I'm writing C++ code that is running on a Solaris system.
From within my C++ program, I need to copy files from one machine to
another using SFTP or SCP. I would like to learn how to do so
programatically.

every operating system is different, so there's no standard library
for spawing external programs.
There seems to be no standard C++ library (such as iostream, strings,
etc) that would do this. I don't know why. Can anyone explain this to
me?

ms windows doesn't have naything remotely like fork() or exec() or even
a real argv[]. it's basically too hard to do that sort of thing in
a standardisable way.
Without such a library, it seems my only option would be to run an
operating system call. However if I did so, a user would need to type
in a password during execution. That seems sub-optimal.

ypu can use a public key instead of password with both scp and sftp (which
are both essentially ssh rebranded)
I wish there was a function that looked like this:

scp(sourceFile, targetMachine, targetUser, targetPassword, targetFile)

What do other people do in this situation?

Since this is a linux newsgroup, atleast for me....

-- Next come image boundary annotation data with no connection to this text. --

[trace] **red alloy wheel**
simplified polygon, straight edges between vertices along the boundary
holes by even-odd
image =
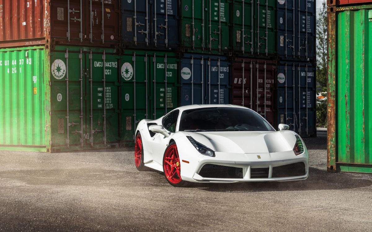
[[[140,167],[142,159],[142,140],[138,134],[136,137],[136,143],[134,146],[134,162],[136,167]]]
[[[163,161],[164,173],[167,179],[176,184],[182,181],[181,179],[181,164],[178,156],[177,146],[175,144],[168,147],[164,155]]]

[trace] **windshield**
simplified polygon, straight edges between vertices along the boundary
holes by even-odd
[[[244,108],[213,107],[185,110],[180,122],[180,131],[275,131],[253,111]]]

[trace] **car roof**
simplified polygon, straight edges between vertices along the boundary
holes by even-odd
[[[201,109],[202,108],[208,108],[210,107],[229,107],[231,108],[243,108],[247,109],[247,107],[243,107],[240,105],[220,105],[218,104],[206,104],[206,105],[185,105],[182,106],[177,108],[181,111],[187,110],[192,110],[193,109]]]

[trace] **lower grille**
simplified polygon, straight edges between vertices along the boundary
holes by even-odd
[[[242,179],[243,169],[208,164],[203,166],[199,174],[205,178]]]
[[[269,168],[251,169],[251,179],[269,178]]]
[[[273,168],[273,178],[304,176],[306,174],[302,162]]]

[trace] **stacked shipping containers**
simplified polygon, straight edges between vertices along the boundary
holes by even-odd
[[[191,104],[244,105],[315,135],[307,1],[1,1],[0,146],[131,144],[140,120]]]
[[[328,167],[372,173],[372,1],[328,0]]]

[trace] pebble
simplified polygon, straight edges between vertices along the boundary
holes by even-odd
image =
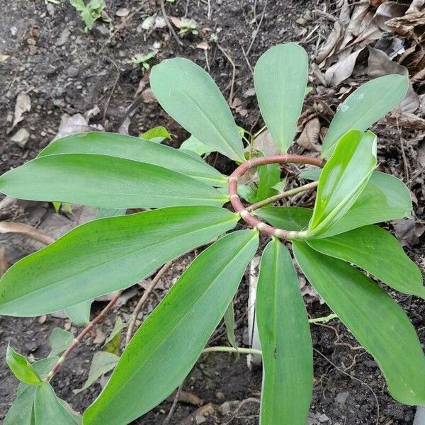
[[[67,74],[72,78],[76,77],[79,74],[79,69],[76,67],[74,67],[73,65],[71,65],[67,69]]]

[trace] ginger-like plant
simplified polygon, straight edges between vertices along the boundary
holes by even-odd
[[[406,404],[425,404],[425,357],[418,336],[402,308],[369,277],[425,298],[418,267],[389,232],[373,225],[401,219],[412,210],[404,183],[375,171],[377,138],[368,131],[402,101],[408,80],[388,75],[361,86],[337,109],[320,158],[292,154],[287,151],[306,92],[307,62],[300,46],[288,43],[268,50],[255,67],[261,114],[281,151],[275,156],[252,146],[244,150],[225,98],[203,69],[182,58],[152,68],[151,87],[161,106],[198,147],[203,144],[204,152],[217,151],[237,162],[230,176],[193,152],[91,132],[56,140],[0,178],[0,191],[21,199],[148,209],[84,224],[18,261],[0,282],[2,314],[75,311],[217,239],[132,336],[106,386],[84,412],[84,425],[125,424],[143,415],[184,380],[203,351],[253,352],[204,348],[232,311],[260,234],[271,238],[262,253],[256,309],[264,366],[261,425],[305,424],[313,387],[309,320],[287,246],[310,283],[375,358],[392,396]],[[307,171],[313,181],[279,191],[279,164],[285,163],[314,166],[317,171]],[[242,184],[244,174],[254,169],[257,183]],[[313,209],[271,205],[316,187]],[[255,203],[246,205],[241,197]],[[233,210],[223,208],[228,203]],[[232,232],[239,222],[247,228]],[[60,358],[30,364],[9,347],[6,360],[23,383],[6,425],[78,421],[50,382],[118,297]]]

I use GVFS every day to edit remote files with a local editor
it works fairly well (editor tends to crash occasionally in the
directory browser, not sure why)

AIUI programatically it's just ordinary local file operations on the correct
GVFS path. gnome somehow fiugures out when it needs to ask me for a password
or for access to the keychain.
 
P

Paul

Jasen Betts said:
Hi.

I'm writing C++ code that is running on a Solaris system.
From within my C++ program, I need to copy files from one machine to
another using SFTP or SCP. I would like to learn how to do so
programatically.

every operating system is different, so there's no standard library
for spawing external programs.
There seems to be no standard C++ library (such as iostream, strings,
etc) that would do this. I don't know why. Can anyone explain this to
me?

ms windows doesn't have naything remotely like fork() or exec() or even
a real argv[]. it's basically too hard to do that sort of thing in
a standardisable way.
CreateProcess()
 
J

James Kanze

I'm writing C++ code that is running on a Solaris system.
From within my C++ program, I need to copy files from one machine to
another using SFTP or SCP. I would like to learn how to do so
programatically.
every operating system is different, so there's no standard library
for spawing external programs.
There seems to be no standard C++ library (such as iostream, strings,
etc) that would do this. I don't know why. Can anyone explain this to
me?
ms windows doesn't have naything remotely like fork() or exec() or even
a real argv[]. it's basically too hard to do that sort of thing in
a standardisable way.
CreateProcess()

Which isn't anything like fork() or exec(). Not that it would
be too difficult to standardize something---systems differ a lot
in how they handle IO as well, but C and C++ managed to
standardize that.
 
R

Richard Kettlewell

Saqib Ali said:
I'm writing C++ code that is running on a Solaris system.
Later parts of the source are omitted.